Rare solar eclipse not seen for 18 years due on Thursday, but will it be visible from Spain?
The hybrid or mixed type eclipse, also known as annular-total, will happen on 20 April when the Moon is furthest from Earth and will only be seen seven times this century
Wednesday, 19 April 2023, 17:10
On Thursday 20 April there will be a very special eclipse. This is a mixed eclipse or annular-total that last occurred 18 years ago and will be the second of a total of seven this century.
The phenomenon occurs when the Moon is further away from the Earth and the satellite comes between our planet and the Sun. It will begin as an annular eclipse, change to total and then return to annular shortly before it ends.

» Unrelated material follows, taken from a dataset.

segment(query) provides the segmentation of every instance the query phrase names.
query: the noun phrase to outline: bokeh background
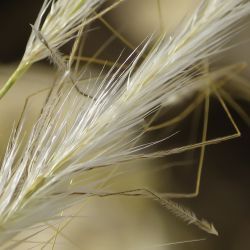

They occur because the moon's orbit is elliptical and according to NASA they are usually longer and last up to ten minutes. In the process, what is known as a 'ring of fire' is glimpsed.
As the Spain's national geographic institute (IGN) explains on its website, the eclipse will begin at 2.34am Spanish mainland time in the Indian Ocean and will end at 7.59am Spanish time in the Pacific. However, as it is an eclipse of the Sun and will occur in the early hours of the morning, it will not be visible from Spain.
It will be seen in Southeast Asia, the Philippines and Oceania. The total duration of the phenomenon will be 325 minutes. According to IGN, the mixed eclipse will begin at a point in the Indian Ocean to the east of the Kerguelen Islands in the French Southern and Antarctic Lands. It will cross the Indian Ocean from south-west to north-east, making landfall in Western Australia, East Timor and Indonesia.
Although it will not be visible in Spain, astronomy lovers around the world will be able to follow it live on YouTube as the website timeanddate.com will broadcast it from the Perth Observatory.